Personal information
- Full name: William Henry Napper
- Born: 5 November 1880 County Wexford, Ireland
- Died: August 1967 (aged 86) Ganges Harbour, British Columbia, Canada
- Batting: Right-handed
- Bowling: Slow left-arm orthodox

Domestic team information
- 1908–1909: Ireland

Career statistics
| Competition | First-class |
| Matches | 5 |
| Runs scored | 18 |
| Batting average | 2.00 |
| 100s/50s | –/– |
| Top score | 10 |
| Balls bowled | 306 |
| Wickets | 7 |
| Bowling average | 31.85 |
| 5 wickets in innings | – |
| 10 wickets in match | – |
| Best bowling | 4/72 |
| Catches/stumpings | 2/– |
- Source: Cricinfo, 26 October 2018

= William Napper (Irish cricketer) =

Irish cricketer and British Army officer

William Henry Napper MC (5 November 1880 - August 1967) was an Irish first-class cricketer and British Army officer.

Born at County Wexford, Napper received his education in England at Shrewsbury School, before returning to Ireland in 1903 to study at Trinity College Dublin. While studying there, he played club cricket for Dublin University Cricket Club. Napper made his debut in first-class cricket for Ireland against the touring Gentlemen of Philadelphia at Dublin in 1908. He played a further first-class match for Ireland in 1908 against Yorkshire at Dublin, and made one appearance in 1909 against Scotland at Perth. Napper toured North America with the Gentlemen of Ireland on their 1909 tour, playing minor matches against Ottawa, Ontario, All New York, Baltimore, and Philadelphia Colts. He played two first-class matches for the Gentlemen of Ireland against the Gentlemen of Philadelphia at Haverford and Philadelphia. He took seven wickets across his five first-class matches with his slow left-arm orthodox, at a bowling average of 31.85 and best innings figures of 4/72.

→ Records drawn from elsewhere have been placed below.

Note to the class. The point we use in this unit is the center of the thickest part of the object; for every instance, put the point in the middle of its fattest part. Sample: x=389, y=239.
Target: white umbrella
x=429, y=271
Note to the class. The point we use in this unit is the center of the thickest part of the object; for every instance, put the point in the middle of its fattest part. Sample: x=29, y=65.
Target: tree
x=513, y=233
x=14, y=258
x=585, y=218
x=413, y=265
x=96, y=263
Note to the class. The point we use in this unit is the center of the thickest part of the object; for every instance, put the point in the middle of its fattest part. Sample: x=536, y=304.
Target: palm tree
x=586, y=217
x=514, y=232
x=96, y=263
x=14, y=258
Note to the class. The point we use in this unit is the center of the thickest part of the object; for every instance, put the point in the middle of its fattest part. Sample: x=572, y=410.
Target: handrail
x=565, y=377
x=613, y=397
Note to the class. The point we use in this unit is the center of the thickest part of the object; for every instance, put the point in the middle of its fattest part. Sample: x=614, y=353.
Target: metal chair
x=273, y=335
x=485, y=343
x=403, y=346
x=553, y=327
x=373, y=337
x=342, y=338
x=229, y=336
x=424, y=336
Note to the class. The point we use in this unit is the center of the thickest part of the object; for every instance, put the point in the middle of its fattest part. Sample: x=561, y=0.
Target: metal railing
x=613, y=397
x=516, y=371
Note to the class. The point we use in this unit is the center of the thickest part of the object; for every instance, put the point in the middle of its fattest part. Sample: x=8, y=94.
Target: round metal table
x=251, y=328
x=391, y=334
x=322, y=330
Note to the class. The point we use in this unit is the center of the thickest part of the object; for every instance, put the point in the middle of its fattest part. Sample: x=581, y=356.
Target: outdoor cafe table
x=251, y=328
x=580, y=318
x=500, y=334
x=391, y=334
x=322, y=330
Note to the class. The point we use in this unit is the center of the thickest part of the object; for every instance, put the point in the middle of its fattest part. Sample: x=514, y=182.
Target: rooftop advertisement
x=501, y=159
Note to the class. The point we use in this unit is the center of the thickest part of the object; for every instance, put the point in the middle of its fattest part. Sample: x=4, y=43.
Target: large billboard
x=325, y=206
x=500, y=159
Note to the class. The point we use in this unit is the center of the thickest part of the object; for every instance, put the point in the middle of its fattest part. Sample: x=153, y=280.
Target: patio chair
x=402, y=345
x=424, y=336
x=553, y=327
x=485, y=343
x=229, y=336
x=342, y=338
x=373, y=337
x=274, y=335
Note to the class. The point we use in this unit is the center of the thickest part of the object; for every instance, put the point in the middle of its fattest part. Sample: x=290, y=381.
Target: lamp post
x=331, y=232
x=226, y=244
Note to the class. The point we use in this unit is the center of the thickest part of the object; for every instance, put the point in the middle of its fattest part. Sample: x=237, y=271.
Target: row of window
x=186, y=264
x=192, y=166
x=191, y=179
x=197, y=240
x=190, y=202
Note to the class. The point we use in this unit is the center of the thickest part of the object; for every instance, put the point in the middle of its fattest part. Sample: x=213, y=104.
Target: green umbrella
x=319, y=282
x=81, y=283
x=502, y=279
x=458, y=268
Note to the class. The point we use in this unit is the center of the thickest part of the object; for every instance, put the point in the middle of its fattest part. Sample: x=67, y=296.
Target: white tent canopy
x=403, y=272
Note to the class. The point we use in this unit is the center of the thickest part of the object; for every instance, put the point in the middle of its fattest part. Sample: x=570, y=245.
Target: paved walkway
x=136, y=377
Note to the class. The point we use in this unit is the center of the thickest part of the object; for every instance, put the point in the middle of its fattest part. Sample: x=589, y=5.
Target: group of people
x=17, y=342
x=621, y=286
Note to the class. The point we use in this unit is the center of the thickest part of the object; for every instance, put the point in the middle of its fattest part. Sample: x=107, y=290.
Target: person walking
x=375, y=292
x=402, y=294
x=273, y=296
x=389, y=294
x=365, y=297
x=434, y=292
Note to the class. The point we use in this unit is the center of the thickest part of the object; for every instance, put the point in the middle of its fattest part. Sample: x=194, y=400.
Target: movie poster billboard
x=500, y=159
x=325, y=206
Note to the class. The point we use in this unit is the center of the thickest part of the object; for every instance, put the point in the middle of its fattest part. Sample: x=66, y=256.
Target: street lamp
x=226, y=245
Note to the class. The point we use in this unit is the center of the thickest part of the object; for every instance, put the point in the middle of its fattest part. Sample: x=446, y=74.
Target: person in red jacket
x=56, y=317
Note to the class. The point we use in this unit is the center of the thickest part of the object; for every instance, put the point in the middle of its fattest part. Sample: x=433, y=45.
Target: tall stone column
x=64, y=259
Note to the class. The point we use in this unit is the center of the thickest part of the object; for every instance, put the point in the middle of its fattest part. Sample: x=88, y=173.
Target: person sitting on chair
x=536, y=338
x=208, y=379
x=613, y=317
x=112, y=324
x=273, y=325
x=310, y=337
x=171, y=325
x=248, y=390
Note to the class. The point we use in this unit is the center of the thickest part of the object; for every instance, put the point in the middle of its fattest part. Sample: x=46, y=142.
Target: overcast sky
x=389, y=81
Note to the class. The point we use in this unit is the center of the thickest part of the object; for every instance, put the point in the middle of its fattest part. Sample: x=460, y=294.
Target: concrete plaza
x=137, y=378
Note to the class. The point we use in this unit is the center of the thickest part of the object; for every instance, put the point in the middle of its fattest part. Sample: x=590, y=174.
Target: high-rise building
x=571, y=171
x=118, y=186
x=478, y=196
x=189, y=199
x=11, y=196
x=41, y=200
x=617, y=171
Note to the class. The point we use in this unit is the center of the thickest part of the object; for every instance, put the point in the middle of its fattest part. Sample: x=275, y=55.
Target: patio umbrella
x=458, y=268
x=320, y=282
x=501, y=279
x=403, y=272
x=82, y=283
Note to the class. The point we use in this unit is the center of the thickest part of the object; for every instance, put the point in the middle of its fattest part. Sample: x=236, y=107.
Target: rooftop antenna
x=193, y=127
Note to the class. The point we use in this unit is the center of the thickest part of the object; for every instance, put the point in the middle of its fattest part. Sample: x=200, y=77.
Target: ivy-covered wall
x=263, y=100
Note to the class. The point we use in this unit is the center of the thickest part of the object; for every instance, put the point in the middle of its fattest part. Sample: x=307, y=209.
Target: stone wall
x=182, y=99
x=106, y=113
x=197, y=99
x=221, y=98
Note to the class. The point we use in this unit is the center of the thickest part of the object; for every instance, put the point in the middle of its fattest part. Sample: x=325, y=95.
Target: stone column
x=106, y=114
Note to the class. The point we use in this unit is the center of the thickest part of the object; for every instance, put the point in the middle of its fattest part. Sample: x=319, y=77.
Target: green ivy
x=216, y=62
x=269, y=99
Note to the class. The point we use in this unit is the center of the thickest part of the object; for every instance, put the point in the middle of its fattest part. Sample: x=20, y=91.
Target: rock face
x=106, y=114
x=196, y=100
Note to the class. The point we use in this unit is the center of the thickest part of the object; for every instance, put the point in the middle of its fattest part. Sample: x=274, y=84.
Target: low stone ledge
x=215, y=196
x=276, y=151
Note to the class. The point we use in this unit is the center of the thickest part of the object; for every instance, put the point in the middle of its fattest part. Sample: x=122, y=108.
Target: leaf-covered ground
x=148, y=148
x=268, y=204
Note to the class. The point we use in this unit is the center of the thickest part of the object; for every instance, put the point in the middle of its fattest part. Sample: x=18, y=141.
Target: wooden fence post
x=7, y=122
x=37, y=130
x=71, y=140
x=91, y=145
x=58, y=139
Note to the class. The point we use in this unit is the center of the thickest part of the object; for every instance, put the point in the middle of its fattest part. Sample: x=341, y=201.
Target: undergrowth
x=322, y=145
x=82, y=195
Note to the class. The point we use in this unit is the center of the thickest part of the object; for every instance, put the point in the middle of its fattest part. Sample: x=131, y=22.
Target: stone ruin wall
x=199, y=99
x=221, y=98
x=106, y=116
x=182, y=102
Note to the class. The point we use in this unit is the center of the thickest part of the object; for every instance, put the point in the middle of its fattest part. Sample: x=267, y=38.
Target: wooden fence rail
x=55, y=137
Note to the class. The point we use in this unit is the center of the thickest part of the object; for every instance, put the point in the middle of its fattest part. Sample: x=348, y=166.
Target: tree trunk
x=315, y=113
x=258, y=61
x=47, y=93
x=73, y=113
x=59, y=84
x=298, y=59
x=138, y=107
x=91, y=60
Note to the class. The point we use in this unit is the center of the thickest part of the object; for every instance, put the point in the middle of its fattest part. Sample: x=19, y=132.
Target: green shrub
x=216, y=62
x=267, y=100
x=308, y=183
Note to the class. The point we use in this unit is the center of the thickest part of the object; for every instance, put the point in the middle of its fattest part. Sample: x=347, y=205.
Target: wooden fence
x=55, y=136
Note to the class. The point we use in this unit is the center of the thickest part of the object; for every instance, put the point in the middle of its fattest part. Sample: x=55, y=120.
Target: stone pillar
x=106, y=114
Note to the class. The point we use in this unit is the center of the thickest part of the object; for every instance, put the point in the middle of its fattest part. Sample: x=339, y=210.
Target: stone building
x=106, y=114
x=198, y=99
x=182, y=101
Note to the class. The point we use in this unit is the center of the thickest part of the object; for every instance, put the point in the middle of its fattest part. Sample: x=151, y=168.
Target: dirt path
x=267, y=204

Napper did not return from the tour, instead settling in Canada. He returned to the United Kingdom to fight in World War I. He enlisted with the Royal Army Service Corps in October 1914, with the rank of Second Lieutenant. He was promoted to the rank of Temporary Captain in December 1914. By December 1916, he held the rank of Temporary Major. He was awarded the Military Cross for bravery during the war. Napper relinquished his commission in May 1920, presumably returning to Canada. During peacetime he worked as an engineer. He died at Ganges Harbour in British Columbia in August 1967.